Часто приходится слышать или читать, в какое восхищение приходят люди при виде угольных залежей. Мы с товарищем каждую ночь спали на таких залежах, но, сказать по правде, никаких восторженных чувств при этом не ощущали. Очевидно, все на свете условно.

Несмотря на то что наш чердак был единственным в своем роде, архитектор при созидании его все-таки не истощил всей своей гениальности, судя по тому, что устройство всего дома также отличалось изумительной замысловатостью. Все двери в доме отворялись наружу, что представляло большое неудобство для тех, кто стремился в них войти одновременно с выходом кого-нибудь из них. Сеней совсем не было там, где им следовало бы быть; изобретательный строитель ухитрился поместить их совсем не в надлежащем месте, и парадная дверь отворялась прямо на лестницу, которая вела вниз, в погреб. Новички, не знавшие этих особенностей, не успев расслышать предупреждения отворявших им парадную дверь, стремглав летели по ступенькам вниз. Люди мнительные и раздражительные были вполне уверены, что попали в нарочно устроенную для них ловушку, и, барахтаясь на спине около предательской, как и все в этом доме, лестницы, вопили, что их хотят зарезать или, по меньшей мере, ограбить. Но стараниями хозяев недоразумение вскоре выяснялось, и потерпевший извлекался наверх, отделавшись только легкими ушибами.

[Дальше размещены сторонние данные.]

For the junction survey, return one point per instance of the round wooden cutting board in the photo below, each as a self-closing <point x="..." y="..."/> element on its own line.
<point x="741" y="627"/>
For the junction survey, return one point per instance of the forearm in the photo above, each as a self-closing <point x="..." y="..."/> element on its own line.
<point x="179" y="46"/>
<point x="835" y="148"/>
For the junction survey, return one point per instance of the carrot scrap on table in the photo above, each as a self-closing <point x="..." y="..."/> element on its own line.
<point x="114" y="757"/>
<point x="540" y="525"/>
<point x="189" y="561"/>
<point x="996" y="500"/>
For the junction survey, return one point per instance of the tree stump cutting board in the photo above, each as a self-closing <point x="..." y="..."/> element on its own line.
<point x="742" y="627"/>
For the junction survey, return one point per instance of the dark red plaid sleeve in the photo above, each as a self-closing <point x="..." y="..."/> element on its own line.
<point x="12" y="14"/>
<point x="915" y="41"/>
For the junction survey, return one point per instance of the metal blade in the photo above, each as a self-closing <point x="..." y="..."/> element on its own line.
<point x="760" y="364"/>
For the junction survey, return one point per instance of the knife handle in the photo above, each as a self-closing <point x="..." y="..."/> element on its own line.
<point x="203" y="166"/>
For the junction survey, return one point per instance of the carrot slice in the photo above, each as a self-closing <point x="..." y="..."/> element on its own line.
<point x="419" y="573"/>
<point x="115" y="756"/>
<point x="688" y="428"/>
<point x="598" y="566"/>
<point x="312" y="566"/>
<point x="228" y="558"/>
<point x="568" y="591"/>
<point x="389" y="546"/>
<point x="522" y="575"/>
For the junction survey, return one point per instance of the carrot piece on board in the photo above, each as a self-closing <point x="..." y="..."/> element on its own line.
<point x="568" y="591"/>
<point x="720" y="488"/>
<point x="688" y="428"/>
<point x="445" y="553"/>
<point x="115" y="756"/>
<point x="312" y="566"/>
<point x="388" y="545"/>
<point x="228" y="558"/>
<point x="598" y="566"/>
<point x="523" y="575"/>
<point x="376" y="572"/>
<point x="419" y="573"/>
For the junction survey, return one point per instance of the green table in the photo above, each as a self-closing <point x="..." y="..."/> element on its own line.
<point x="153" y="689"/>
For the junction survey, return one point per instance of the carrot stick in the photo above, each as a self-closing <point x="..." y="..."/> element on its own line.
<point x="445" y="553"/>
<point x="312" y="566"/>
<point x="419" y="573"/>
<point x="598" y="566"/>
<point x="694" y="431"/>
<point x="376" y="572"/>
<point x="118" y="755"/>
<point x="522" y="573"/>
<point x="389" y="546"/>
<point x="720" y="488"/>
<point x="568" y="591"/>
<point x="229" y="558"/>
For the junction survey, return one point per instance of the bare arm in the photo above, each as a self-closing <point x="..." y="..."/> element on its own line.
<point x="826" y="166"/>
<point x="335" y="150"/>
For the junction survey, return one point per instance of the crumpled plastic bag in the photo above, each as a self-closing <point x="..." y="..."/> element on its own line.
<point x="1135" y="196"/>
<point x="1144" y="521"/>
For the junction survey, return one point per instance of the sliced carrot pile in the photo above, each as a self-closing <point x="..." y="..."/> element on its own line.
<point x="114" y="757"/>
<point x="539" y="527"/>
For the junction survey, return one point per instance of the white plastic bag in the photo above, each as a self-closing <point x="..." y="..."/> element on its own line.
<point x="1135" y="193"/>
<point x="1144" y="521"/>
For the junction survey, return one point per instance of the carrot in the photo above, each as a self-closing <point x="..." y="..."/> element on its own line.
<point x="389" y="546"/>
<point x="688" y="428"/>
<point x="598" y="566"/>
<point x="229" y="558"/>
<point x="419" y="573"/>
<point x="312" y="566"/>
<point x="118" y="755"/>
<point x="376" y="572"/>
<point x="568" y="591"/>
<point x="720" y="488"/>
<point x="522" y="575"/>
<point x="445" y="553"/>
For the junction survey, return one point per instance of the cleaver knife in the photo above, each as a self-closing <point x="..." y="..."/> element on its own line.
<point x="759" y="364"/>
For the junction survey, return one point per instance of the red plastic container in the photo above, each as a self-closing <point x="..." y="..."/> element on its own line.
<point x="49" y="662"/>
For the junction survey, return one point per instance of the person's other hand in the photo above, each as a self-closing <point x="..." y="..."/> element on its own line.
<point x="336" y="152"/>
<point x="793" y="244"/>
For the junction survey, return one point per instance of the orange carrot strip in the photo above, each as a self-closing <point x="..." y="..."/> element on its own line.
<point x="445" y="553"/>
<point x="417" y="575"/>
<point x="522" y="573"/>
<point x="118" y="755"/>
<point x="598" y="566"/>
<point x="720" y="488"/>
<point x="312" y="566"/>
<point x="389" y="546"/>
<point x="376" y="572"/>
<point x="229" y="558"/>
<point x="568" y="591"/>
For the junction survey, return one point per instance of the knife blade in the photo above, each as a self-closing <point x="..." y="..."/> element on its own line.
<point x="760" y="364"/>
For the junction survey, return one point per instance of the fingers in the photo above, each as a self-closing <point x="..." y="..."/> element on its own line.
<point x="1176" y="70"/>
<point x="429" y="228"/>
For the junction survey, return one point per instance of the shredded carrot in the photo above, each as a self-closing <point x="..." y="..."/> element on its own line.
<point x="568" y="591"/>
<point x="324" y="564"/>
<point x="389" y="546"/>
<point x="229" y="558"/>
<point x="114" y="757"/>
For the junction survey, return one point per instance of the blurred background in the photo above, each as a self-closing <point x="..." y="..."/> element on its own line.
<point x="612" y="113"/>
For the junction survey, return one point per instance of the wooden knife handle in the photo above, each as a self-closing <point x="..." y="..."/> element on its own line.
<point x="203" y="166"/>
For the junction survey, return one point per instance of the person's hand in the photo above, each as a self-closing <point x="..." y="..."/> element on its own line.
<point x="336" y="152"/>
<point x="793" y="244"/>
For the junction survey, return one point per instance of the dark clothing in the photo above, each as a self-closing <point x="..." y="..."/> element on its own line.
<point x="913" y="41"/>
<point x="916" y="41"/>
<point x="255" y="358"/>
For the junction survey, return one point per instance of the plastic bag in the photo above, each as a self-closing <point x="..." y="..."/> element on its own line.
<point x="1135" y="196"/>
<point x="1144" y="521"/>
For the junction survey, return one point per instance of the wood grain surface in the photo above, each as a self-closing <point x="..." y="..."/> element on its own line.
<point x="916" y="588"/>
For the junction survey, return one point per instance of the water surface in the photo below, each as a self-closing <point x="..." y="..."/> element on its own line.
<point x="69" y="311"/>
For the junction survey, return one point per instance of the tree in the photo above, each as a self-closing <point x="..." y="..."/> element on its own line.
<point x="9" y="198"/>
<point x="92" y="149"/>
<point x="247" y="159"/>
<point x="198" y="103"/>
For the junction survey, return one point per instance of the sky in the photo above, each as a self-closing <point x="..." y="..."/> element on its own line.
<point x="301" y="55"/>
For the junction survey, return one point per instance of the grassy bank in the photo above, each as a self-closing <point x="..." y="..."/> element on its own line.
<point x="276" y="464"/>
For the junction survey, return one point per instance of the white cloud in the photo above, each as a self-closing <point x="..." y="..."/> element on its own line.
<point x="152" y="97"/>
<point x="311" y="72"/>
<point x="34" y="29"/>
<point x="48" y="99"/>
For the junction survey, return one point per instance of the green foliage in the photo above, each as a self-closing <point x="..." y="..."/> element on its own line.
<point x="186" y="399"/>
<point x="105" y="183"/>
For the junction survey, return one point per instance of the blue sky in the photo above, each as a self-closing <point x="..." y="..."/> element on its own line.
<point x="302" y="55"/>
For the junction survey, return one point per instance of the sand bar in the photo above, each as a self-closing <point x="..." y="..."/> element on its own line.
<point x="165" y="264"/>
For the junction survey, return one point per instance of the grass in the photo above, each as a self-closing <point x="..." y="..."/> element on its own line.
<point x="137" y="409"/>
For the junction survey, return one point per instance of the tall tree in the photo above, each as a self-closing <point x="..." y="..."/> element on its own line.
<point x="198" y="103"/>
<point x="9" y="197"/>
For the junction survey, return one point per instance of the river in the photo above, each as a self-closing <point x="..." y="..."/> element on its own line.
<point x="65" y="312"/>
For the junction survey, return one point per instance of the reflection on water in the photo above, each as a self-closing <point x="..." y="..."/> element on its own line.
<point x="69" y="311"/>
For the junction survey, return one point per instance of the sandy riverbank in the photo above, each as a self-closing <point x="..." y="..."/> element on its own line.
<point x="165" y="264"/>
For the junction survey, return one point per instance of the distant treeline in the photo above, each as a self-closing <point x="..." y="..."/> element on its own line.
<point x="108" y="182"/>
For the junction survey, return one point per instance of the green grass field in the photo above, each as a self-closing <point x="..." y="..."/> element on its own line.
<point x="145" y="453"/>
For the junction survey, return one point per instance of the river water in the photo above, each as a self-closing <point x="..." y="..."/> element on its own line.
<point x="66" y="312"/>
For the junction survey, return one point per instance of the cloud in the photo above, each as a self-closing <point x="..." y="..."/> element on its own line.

Давно уже я не был ни на одном чердаке, живя в первом этаже, но должен сказать, что большой разницы между сущностью жизни на чердаке и в нижнем этаже не нашел. Вкус жизни все один и тот же, – пьем ли мы ее струи из золотого кубка или из глиняной кружки. Где бы мы ни проводили время, оно всюду является нагруженным одной и той же смесью радостей и горестей. Больному сердцу безразлично, прикрыто ли оно жилетом из тончайшего сукна или из грубой бумазеи. Смех наш не становится более веселым на бархатных диванах и креслах, чем на деревянных скамьях и стульях. Много вздохов вырывалось из моей стесненной груди, когда я жил на чердаке, но и внизу, в комфортабельной квартире первого этажа, постигавшие меня разочарования были ничуть, не легче.

Жизнь отмеривает нам свои дары на колеблющихся весах и недостаток или излишек одного уравновешивает в соответствующей мере другим.

По мере увеличения наших средств к жизни растут наши желания и потребности. Обитая на чердаке или в подвале, мы рады блюду жареной рыбы самого дешевого сорта, ломтю хлеба и кружке плохого пива; живя же в первом этаже, мы насыщаемся самыми изысканными блюдами, но от этого нисколько не чувствуем себя «сытее». Таковы человеческие странности.